Average emf over time interval can be found using integration, while total charge is obtained by integrating current \(I = \frac{\mathcal{E}}{R}\).

Answer 1

The Correct Option is D

Step 1: Use Faraday’s law of electromagnetic induction.
\[ \mathcal{E} = -\frac{d\phi}{dt} \]

Step 2: Differentiate the flux.
\[ \phi = 4t^2 + 3t \] \[ \frac{d\phi}{dt} = 8t + 3 \]

Step 3: Expression for instantaneous emf.
\[ \mathcal{E} = -(8t + 3) \]

Step 4: Find average emf from \(0\) to \(\tau\).
\[ \mathcal{E}_{avg} = \frac{1}{\tau} \int_{0}^{\tau} (8t + 3)\, dt \]
\[ \mathcal{E}_{avg} = \frac{1}{\tau} \left[4t^2 + 3t\right]_0^{\tau} \]
\[ \mathcal{E}_{avg} = \frac{4\tau^2 + 3\tau}{\tau} = 4\tau + 3 \]

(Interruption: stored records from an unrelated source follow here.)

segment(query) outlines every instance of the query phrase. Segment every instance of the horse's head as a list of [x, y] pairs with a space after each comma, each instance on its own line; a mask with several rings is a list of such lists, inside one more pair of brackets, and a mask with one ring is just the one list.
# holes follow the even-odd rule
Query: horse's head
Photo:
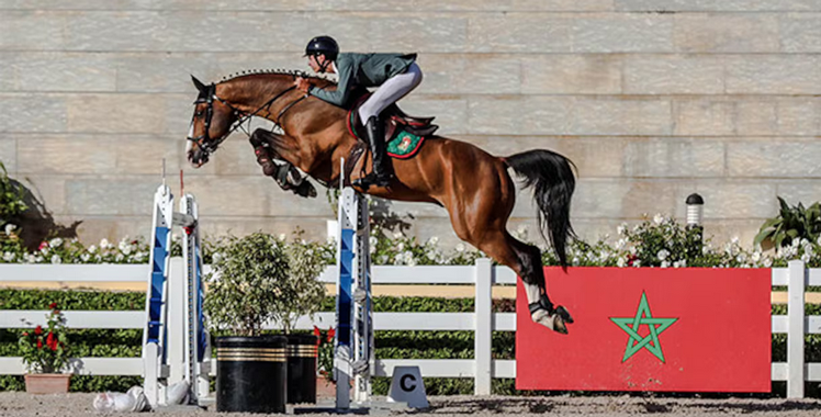
[[200, 95], [194, 101], [194, 115], [188, 132], [185, 153], [188, 161], [200, 168], [209, 161], [209, 156], [216, 150], [232, 132], [237, 120], [236, 109], [216, 95], [216, 84], [205, 86], [191, 76]]

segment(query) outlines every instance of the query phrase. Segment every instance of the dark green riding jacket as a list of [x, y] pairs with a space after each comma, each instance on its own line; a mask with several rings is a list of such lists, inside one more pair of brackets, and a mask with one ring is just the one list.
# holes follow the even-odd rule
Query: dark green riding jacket
[[345, 106], [357, 86], [379, 87], [389, 78], [404, 72], [416, 60], [416, 54], [339, 54], [336, 91], [311, 87], [308, 93], [328, 103]]

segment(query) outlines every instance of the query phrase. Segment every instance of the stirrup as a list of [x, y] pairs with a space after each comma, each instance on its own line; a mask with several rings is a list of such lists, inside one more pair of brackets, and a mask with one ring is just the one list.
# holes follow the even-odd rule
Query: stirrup
[[367, 191], [371, 188], [371, 185], [386, 188], [391, 185], [391, 180], [393, 180], [392, 174], [376, 176], [375, 173], [371, 172], [364, 177], [353, 180], [351, 184]]

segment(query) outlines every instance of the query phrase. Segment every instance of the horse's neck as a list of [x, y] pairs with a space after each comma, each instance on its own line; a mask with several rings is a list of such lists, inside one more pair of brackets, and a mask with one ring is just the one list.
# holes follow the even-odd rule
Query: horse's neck
[[[324, 177], [322, 179], [326, 181], [333, 180], [334, 169], [328, 170], [328, 164], [340, 157], [347, 158], [356, 144], [356, 139], [347, 134], [347, 112], [316, 98], [303, 99], [304, 94], [296, 91], [289, 91], [279, 97], [293, 86], [291, 76], [257, 76], [241, 81], [226, 90], [233, 93], [238, 100], [237, 103], [241, 103], [241, 110], [255, 112], [277, 98], [270, 108], [263, 109], [258, 115], [282, 125], [285, 140], [290, 143], [283, 145], [299, 153], [300, 168], [318, 168], [320, 172], [308, 173]], [[320, 87], [327, 84], [329, 82], [320, 82]], [[306, 146], [307, 142], [311, 146]], [[282, 156], [288, 159], [289, 155]]]

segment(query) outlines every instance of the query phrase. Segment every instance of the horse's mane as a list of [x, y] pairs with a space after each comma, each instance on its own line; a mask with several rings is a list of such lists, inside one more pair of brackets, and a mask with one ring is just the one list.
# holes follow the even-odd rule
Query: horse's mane
[[327, 81], [333, 84], [336, 84], [336, 82], [334, 82], [333, 80], [328, 78], [317, 76], [314, 74], [310, 74], [310, 72], [305, 72], [305, 71], [301, 71], [299, 69], [248, 69], [245, 71], [238, 71], [238, 72], [234, 72], [232, 75], [225, 76], [223, 77], [223, 79], [220, 80], [220, 82], [227, 82], [227, 81], [235, 80], [237, 78], [243, 78], [243, 77], [248, 77], [248, 76], [259, 76], [259, 75], [290, 76], [294, 78], [303, 77], [303, 78], [308, 78], [312, 80]]

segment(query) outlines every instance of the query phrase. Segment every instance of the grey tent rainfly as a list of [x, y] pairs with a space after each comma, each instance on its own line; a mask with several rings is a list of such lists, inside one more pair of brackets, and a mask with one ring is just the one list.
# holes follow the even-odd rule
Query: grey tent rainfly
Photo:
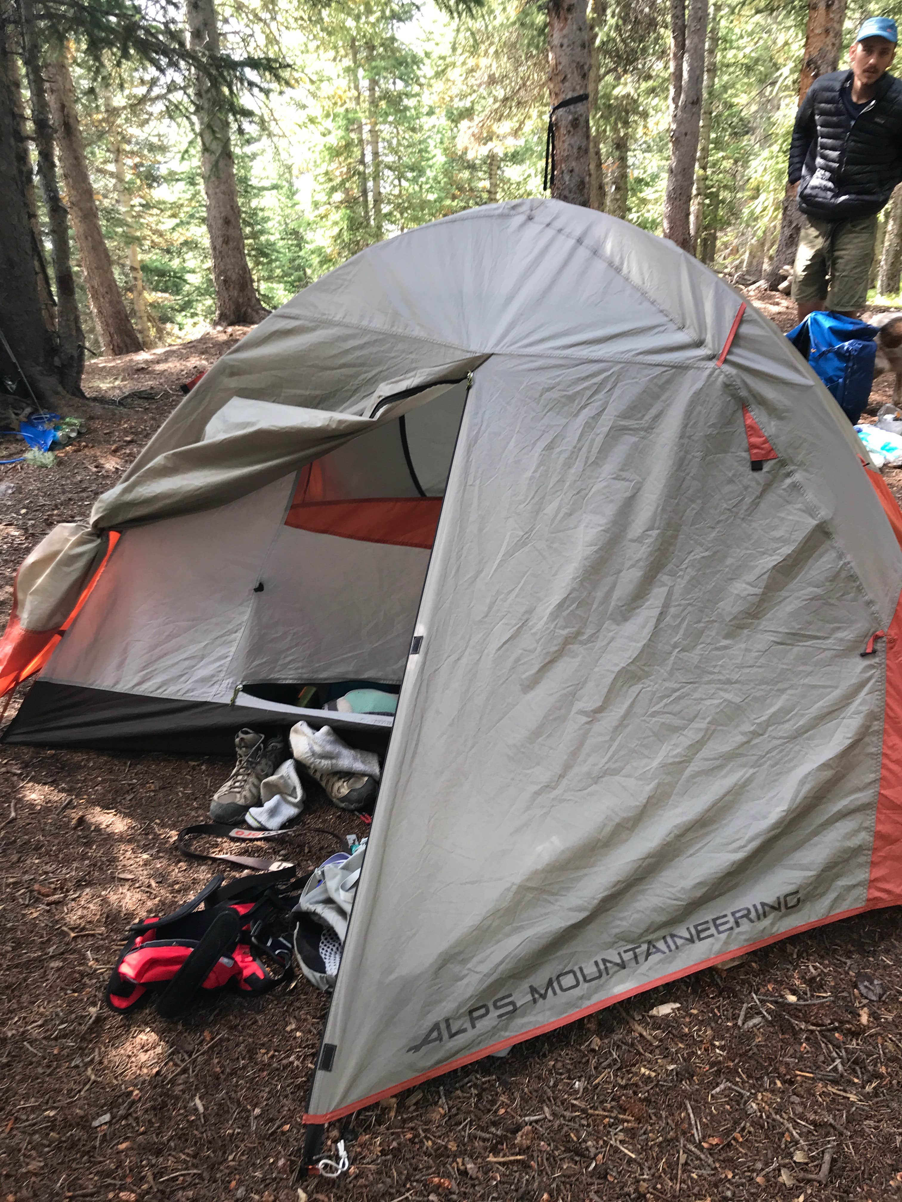
[[315, 1130], [902, 900], [894, 525], [832, 397], [707, 268], [589, 209], [485, 207], [267, 317], [47, 536], [6, 738], [319, 714], [375, 745], [390, 716], [260, 683], [400, 686]]

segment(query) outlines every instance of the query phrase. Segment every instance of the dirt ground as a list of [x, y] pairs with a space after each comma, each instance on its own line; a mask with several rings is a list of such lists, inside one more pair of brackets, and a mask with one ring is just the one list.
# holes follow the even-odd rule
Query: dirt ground
[[[754, 300], [789, 328], [787, 302]], [[54, 468], [0, 468], [0, 605], [28, 551], [88, 514], [178, 383], [239, 333], [90, 364], [87, 435]], [[898, 492], [902, 471], [886, 475]], [[292, 1174], [326, 999], [305, 982], [224, 995], [182, 1024], [101, 1000], [127, 924], [212, 875], [173, 838], [227, 772], [0, 746], [0, 1200], [303, 1202]], [[309, 823], [362, 833], [315, 805]], [[293, 838], [280, 846], [299, 864], [333, 850]], [[299, 1184], [311, 1202], [902, 1198], [901, 1018], [900, 914], [864, 915], [363, 1111], [344, 1127], [350, 1173]]]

Step 5: Find total charge flown.
Using \( I = \frac{\mathcal{E}}{R} \), total charge is:
\[ Q = \int I\, dt = \frac{1}{R} \int \mathcal{E}\, dt \]
\[ Q = \frac{1}{R} \int_{0}^{\tau} (8t + 3)\, dt \]

Step 6: Evaluate the integral.
\[ Q = \frac{1}{R} \left[4t^2 + 3t\right]_0^{\tau} \]
\[ Q = \frac{4\tau^2 + 3\tau}{R} \]

Step 7: Final conclusion.
\[ \boxed{4\tau + 3, \; \frac{4\tau^2 + 3\tau}{R}} \] Hence, correct answer is option (D).